As our third graphic shows, we’ve converted the euros of the Observatory study into like-for-like pounds and summarised both pieces of work.
1: The 24 squads cost their employers £2.2bn but those assets are now collectively worth more than double, or £4.8bn. That’s indicative of a booming market in elite players, albeit one fuelled primarily by TV riches in England and the massive cash piles of the few mega clubs elsewhere, namely Real Madrid, Barcelona, Bayern Munich and PSG, plus, to a lesser extent, Juventus and a few clubs mainly in Germany and Spain being made rich by money from selling to English clubs.

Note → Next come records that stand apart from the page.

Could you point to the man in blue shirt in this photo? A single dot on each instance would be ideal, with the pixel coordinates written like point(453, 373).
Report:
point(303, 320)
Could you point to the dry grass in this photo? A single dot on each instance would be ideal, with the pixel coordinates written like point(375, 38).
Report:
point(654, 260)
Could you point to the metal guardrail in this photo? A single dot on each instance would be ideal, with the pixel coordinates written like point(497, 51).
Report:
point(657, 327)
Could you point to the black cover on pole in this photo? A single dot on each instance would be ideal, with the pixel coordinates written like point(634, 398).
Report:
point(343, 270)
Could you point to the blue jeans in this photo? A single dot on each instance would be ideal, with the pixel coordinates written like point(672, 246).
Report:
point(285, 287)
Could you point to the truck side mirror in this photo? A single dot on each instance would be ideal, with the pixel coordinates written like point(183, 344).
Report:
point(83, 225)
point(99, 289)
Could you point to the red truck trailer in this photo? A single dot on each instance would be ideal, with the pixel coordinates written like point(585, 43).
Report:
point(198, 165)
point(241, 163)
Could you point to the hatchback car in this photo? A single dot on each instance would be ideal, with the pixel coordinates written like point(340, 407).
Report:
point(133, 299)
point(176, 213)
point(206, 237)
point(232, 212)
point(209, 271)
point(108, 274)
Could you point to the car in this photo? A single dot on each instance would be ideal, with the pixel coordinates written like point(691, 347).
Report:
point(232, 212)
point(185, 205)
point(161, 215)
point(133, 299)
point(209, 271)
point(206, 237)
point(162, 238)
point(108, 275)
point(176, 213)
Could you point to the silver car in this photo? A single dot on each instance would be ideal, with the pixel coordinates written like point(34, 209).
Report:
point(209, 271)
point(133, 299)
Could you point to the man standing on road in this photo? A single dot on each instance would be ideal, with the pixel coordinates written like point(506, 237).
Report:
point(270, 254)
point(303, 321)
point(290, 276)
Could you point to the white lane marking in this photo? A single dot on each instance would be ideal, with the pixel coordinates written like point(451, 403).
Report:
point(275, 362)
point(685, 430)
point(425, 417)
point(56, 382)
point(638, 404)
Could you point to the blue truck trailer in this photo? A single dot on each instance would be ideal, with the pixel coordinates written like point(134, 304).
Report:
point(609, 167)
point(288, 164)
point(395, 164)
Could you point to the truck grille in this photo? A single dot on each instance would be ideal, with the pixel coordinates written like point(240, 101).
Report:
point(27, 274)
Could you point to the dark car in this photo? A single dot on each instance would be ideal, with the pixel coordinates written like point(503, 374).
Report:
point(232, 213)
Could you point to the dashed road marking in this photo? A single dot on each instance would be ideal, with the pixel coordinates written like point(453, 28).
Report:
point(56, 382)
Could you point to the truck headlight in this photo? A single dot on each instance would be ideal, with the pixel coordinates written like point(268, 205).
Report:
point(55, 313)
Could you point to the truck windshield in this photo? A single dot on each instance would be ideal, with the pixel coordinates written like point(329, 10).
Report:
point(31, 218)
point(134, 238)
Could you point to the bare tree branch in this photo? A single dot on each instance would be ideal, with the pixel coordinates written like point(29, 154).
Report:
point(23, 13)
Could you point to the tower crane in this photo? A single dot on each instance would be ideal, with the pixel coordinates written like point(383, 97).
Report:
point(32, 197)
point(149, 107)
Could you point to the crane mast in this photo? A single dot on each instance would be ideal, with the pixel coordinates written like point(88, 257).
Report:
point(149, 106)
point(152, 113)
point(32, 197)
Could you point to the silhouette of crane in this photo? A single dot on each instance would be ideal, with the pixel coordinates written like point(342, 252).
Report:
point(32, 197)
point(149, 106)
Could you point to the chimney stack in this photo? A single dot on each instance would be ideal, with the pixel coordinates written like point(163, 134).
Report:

2: The top five nations by cost are also the same top five nations by value, in a slightly different order. England are ‘worth’ a whopping £404m more than they ‘cost’. France are not far off that. Spain and Germany are also worth hundreds of millions more than their clubs paid and the Belgians are not far off what they cost.
3: The rest of the nations are, within a few places, ranked the same in value as they were in cost, with the exceptions of Poland (worth a lot more than they cost, with Lewandowski a big part of that) and Ukraine (where those free home-growns now have a value).
That’s a simplified summary, of course. Who’s going to win? If money reflects talent and talent delivers then England, France, Spain, Germany or Belgium. Only three of those nations both fall into the top four of both studies, so let’s eliminate the others and say England, France or Germany.